Oswald Heer (or Oswald von Heer) (August 31, 1809 – September 27, 1883), Swiss geologist and naturalist, was born at Niederuzwil in Canton of St. Gallen and died in Lausanne.

Biography

Oswald Heer was educated as a clergyman at Halle and took holy orders, and he also graduated as Doctor of Philosophy and medicine. Early in life his interest was aroused in entomology, on which subject he acquired special knowledge, and later he took up the study of plants and became one of the pioneers in paleobotany, distinguished for his researches on the Miocene flora.[1]

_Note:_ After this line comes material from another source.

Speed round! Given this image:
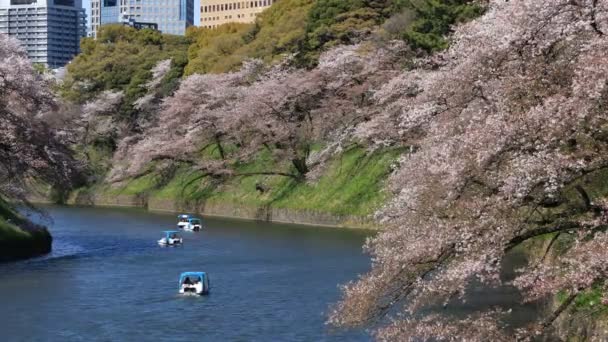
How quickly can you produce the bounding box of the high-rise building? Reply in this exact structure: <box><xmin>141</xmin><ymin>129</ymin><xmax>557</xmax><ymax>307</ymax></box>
<box><xmin>91</xmin><ymin>0</ymin><xmax>194</xmax><ymax>36</ymax></box>
<box><xmin>201</xmin><ymin>0</ymin><xmax>277</xmax><ymax>28</ymax></box>
<box><xmin>0</xmin><ymin>0</ymin><xmax>86</xmax><ymax>68</ymax></box>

In 1851 Heer became professor of botany in the university of Zürich, and for some time he was the director of what is now the Old Botanical Garden in that city. He directed his attention to the Tertiary plants and insects of Switzerland. In 1863 (with William Pengelly, Phil. Trans., 1862) he investigated the plant-remains from the lignite-deposits of Bovey Tracey in Devon, regarding them as of Miocene age; but they are now classed as Eocene.[1]

Heer also reported on the Miocene flora of Arctic regions (fossil plant remains brought back from Northwest Greenland by K. J. V. Steenstrup), on the plants of the Pleistocene lignites of Dürnten, and on the cereals of some of the lake-dwellings (Die Pflanzen der Pfahlbauten, 1866).[1]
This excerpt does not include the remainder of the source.